Audacy, Inc.'s Growth

Over the last three years, Audacy, Inc. has shrunk its earnings per share by 79% per year. Its revenue is down 29% over the previous year.

Few shareholders would be pleased to read that EPS have declined. And the fact that revenue is down year on year arguably paints an ugly picture. So given this relatively weak performance, shareholders would probably not want to see high compensation for the CEO. Looking ahead, you might want to check this free visual report on analyst forecasts for the company's future earnings..

Has Audacy, Inc. Been A Good Investment?

With a total shareholder return of -32% over three years, Audacy, Inc. shareholders would by and large be disappointed. This suggests it would be unwise for the company to pay the CEO too generously.

To Conclude...

Given that shareholders haven't seen any positive returns on their investment, not to mention the lack of earnings growth, this may suggest that few of them would be willing to award the CEO with a pay rise. At the upcoming AGM, the board will get the chance to explain the steps it plans to take to improve business performance.

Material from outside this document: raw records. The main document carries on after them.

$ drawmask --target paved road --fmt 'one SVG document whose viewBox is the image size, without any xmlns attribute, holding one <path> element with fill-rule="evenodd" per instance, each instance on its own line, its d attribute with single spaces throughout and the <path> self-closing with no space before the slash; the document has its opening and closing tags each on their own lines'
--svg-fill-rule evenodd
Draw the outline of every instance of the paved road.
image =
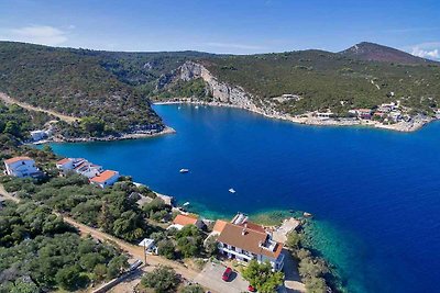
<svg viewBox="0 0 440 293">
<path fill-rule="evenodd" d="M 6 94 L 3 92 L 0 92 L 0 100 L 2 100 L 7 104 L 18 104 L 21 108 L 24 108 L 24 109 L 30 110 L 30 111 L 37 111 L 37 112 L 44 112 L 46 114 L 51 114 L 51 115 L 53 115 L 55 117 L 58 117 L 58 119 L 61 119 L 61 120 L 63 120 L 65 122 L 68 122 L 68 123 L 72 123 L 72 122 L 75 122 L 76 120 L 79 120 L 78 117 L 64 115 L 62 113 L 58 113 L 58 112 L 55 112 L 55 111 L 52 111 L 52 110 L 46 110 L 46 109 L 42 109 L 40 106 L 33 106 L 31 104 L 20 102 L 20 101 L 15 100 L 15 99 L 12 99 L 11 97 L 9 97 L 8 94 Z"/>
<path fill-rule="evenodd" d="M 2 195 L 2 198 L 7 199 L 7 200 L 20 202 L 19 199 L 16 199 L 16 198 L 12 196 L 10 193 L 8 193 L 4 190 L 2 184 L 0 184 L 0 195 Z M 123 251 L 128 252 L 133 258 L 144 260 L 143 247 L 129 244 L 129 243 L 121 240 L 117 237 L 113 237 L 107 233 L 103 233 L 101 230 L 98 230 L 98 229 L 95 229 L 87 225 L 84 225 L 81 223 L 78 223 L 69 216 L 66 216 L 66 215 L 63 215 L 59 213 L 55 213 L 55 214 L 62 216 L 66 223 L 76 227 L 82 236 L 90 235 L 95 239 L 99 239 L 101 241 L 108 240 L 108 241 L 112 243 L 113 245 L 120 247 Z M 196 277 L 199 274 L 199 272 L 197 272 L 190 268 L 187 268 L 184 264 L 180 264 L 176 261 L 170 261 L 168 259 L 165 259 L 165 258 L 162 258 L 158 256 L 150 256 L 148 255 L 146 257 L 146 262 L 147 262 L 147 267 L 145 268 L 146 270 L 152 270 L 153 267 L 156 267 L 158 264 L 168 266 L 168 267 L 172 267 L 177 273 L 182 274 L 185 279 L 190 280 L 190 281 L 194 281 L 196 279 Z M 215 288 L 213 289 L 211 288 L 211 283 L 210 283 L 209 279 L 204 279 L 198 283 L 201 284 L 202 286 L 209 289 L 213 293 L 220 292 L 220 291 L 217 291 Z M 221 292 L 224 292 L 224 291 L 221 291 Z"/>
</svg>

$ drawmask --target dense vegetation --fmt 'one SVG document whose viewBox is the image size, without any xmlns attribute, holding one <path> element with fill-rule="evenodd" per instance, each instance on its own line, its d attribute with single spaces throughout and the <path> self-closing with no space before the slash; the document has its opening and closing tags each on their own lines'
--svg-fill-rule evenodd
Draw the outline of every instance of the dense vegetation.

CEO compensation can have a massive impact on performance, but it's just one element. That's why we did some digging and identified 3 warning signs for Audacy that you should be aware of before investing.

Of course, you might find a fantastic investment by looking at a different set of stocks. So take a peek at this free list of interesting companies.

This article by Simply Wall St is general in nature. It does not constitute a recommendation to buy or sell any stock, and does not take account of your objectives, or your financial situation. We aim to bring you long-term focused analysis driven by fundamental data. Note that our analysis may not factor in the latest price-sensitive company announcements or qualitative material. Simply Wall St has no position in any stocks mentioned.